Managing Staff Turnover
Recruitment can be an expensive business. In fact, last year it was estimated that filling each staff vacancy in a business costs the employer between £4333 and £7750. As such, most employers are looking at ways in which they can reduce the expenses associated with recruitment. Clearly, one of the primary ways in which you can cut your recruitment budget is by looking for staff less frequently. However, every business has a staff requirement, and if staff numbers fall below this level the business can no longer operate. In order to reconcile these two problems, you should look at ways in which your business can reduce its staff turnover.
The terms staff and employee turnover describe the rate at which employees join and leave any individual company. Turnover in this sense can be split into two categories: voluntary and involuntary. Involuntary staff turnover describes instances in which staff leave a company against their wishes, for example through sacking, redundancy, or the failure of the company to renew their contract. Voluntary turnover, on the other hand, occurs when staff choose to leave a company. This might be for personal reasons such as wanting to spend more time with family, but is more likely to be related to another offer of employment at a higher salary.
Managing staff turnover should be a priority for any company. There are a number of ways in which this problem can be managed, and you should begin by looking at the reasons why employees may wish to leave your company. These reasons can be many and varied; as has been mentioned, a primary reason is the attraction of a higher pay offering. However, employees may be dissatisfied with the environment in which they work, particularly with the culture of the organisation. It is common for staff to leave a company because they do not consider themselves sufficiently well valued, aside from their financial remuneration, and feel that they are being taken for granted.
A well planned and executed benefits scheme can help with managing the problems of staff turnover. Benefits, in addition to salary remuneration, can be used to foster a culture of loyalty within your organisation, which will in tern reduce staff turnover. If employees feel that they and their work are highly valued, they are more likely to remain where they are, even if they are offered more money elsewhere. As such, developing an effective benefits scheme (and this means one that includes benefits that your staff actually want) should certainly be a particular priority for organisations that cannot afford to offer huge headline salaries.

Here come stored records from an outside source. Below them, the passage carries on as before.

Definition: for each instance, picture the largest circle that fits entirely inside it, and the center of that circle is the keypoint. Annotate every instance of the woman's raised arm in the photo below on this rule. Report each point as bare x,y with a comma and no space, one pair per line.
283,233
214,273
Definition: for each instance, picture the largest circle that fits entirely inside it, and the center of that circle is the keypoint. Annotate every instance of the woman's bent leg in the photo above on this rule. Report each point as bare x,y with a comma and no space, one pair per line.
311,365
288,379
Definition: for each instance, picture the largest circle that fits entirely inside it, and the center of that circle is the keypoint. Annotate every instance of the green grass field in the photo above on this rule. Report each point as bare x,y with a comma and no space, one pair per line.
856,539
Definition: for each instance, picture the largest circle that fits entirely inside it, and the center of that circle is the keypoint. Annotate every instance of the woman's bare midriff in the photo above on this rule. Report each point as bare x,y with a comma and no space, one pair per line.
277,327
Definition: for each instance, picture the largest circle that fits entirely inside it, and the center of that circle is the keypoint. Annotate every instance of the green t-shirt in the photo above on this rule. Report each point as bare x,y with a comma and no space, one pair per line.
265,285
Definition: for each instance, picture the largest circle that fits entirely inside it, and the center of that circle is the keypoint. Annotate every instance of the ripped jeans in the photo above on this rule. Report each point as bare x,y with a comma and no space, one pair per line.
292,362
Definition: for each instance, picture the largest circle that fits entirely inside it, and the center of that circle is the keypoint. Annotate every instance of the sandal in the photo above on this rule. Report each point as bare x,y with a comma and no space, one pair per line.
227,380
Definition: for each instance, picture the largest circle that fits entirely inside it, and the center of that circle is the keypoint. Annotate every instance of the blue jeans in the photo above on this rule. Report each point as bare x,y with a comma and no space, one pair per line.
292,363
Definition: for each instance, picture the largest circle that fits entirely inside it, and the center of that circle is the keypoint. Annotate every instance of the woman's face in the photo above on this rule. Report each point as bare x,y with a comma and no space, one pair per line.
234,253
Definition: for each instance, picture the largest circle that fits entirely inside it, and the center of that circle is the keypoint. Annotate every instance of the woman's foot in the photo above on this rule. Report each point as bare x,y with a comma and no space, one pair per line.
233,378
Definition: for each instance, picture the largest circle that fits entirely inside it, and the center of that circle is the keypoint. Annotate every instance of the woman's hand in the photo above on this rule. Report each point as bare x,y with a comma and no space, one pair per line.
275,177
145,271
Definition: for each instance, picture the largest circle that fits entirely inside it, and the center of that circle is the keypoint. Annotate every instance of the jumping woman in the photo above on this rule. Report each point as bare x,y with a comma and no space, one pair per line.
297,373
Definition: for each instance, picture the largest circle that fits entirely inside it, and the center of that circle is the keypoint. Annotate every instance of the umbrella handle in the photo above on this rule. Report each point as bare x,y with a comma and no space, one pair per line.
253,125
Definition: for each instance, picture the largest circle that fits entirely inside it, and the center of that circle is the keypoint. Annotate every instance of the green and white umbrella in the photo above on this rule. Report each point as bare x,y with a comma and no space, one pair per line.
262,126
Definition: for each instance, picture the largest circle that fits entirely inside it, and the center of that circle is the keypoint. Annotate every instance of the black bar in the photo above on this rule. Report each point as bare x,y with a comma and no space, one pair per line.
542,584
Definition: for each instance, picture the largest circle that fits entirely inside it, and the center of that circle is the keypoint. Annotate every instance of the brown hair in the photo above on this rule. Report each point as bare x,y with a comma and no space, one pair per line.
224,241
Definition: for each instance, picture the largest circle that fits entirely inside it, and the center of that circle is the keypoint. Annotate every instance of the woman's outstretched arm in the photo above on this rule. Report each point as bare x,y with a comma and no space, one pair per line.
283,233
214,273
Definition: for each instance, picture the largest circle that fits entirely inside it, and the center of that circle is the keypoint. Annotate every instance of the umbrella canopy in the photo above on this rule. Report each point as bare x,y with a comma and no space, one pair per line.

You should also consider offering a total reward statement as part of your drive to reduce staff turnover. A total reward statement outlines that actual cash value of the benefits drawn by each member of staff. This is particularly advantageous if you are looking to reduce staff turnover, as it helps staff to understand the complete value of their pay package. This can mean that they are less likely to be enticed away by a large headline salary, which may not include the benefits that your organisation is offering as part of their remuneration.